Energy trading company BB Energy has signed its revolving credit facility (RCF) at US$200mn, tacking on an additional US$25mn since syndication was launched in May.
The oversubscribed facility has a tenor of 12 months and also contains an up to one-year extension option, at each lender’s discretion. It will be used to refinance last year’s US$175mn RCF and for general corporate and working capital purposes.
The company’s CFO Riccardo Greco comments on the signing: “As it expands its trading activities, BB Energy continues to deliver solid business and financial performance; the interest received from the banking community in this year’s RCF is the recognition of such a pattern. We look forward to developing new business opportunities with the support of our enlarging banking pool which we thank once again.”
Credit Suisse, First Gulf Bank, Natixis, Rabobank and Standard Chartered acted as mandated lead arrangers and bookrunners on the deal. They were joined by the following banks as mandated lead arrangers: ABN Amro, Abu Dhabi Commercial Bank, BHF-Bank Aktiengesellschaft, Byblos Bank, Emirates NBD, GarantiBank, HSBC, ICBC (Singapore branch), Qatar National Bank (Paris branch), Société Générale, SMBC, UBS Switzerland (which joined before general syndication) and UniCredit.

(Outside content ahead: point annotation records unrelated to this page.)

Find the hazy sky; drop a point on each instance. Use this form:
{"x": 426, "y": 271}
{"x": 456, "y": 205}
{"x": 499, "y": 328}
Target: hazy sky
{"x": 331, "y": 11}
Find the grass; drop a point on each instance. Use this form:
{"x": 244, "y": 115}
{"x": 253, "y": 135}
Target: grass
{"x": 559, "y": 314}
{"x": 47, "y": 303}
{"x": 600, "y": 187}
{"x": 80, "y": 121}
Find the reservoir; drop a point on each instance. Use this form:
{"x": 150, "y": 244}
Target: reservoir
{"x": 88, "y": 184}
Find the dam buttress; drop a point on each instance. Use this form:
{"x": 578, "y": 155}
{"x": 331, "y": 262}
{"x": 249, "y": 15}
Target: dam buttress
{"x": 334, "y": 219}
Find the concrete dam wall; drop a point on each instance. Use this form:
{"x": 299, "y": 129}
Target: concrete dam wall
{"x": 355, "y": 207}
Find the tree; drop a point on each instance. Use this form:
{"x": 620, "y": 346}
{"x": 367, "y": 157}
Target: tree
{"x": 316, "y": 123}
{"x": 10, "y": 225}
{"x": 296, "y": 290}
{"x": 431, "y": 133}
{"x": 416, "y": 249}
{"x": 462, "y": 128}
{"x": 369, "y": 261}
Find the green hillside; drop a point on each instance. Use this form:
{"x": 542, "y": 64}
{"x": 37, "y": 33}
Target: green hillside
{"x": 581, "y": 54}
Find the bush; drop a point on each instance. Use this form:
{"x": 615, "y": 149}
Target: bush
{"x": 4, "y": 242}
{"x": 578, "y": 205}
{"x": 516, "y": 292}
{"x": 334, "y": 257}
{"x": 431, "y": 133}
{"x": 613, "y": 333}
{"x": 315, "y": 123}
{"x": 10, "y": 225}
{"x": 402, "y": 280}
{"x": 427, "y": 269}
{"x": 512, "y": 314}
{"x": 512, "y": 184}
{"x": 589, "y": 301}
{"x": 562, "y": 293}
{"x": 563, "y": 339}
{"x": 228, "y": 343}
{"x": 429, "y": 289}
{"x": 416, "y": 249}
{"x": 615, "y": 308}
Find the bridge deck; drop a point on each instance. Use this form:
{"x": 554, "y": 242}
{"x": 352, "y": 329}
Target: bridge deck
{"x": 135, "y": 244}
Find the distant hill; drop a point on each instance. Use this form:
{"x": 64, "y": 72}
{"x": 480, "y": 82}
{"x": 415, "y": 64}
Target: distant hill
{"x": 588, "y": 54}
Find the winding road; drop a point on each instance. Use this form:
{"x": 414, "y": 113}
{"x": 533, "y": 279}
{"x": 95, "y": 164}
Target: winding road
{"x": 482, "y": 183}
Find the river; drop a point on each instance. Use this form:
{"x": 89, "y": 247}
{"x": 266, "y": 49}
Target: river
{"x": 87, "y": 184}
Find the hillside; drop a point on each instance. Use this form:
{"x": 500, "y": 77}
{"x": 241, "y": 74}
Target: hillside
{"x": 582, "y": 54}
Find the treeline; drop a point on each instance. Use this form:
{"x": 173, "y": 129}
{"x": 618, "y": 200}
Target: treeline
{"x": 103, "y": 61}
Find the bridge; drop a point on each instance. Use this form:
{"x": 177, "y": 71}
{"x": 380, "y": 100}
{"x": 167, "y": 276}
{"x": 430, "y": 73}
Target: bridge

Joining as lead arrangers were: British Arab Commercial Bank, and as arrangers were: ABC International Bank, Europe Arab Bank, Crédit Agricole, Credit Libanais and Federated Project and Trade Finance Core Fund.
“As of today, BB Energy enjoys aggregated trade finance facilities with top-tier international trade finance providers in excess of US$3.3bn,” reads a statement issued by Standard Chartered.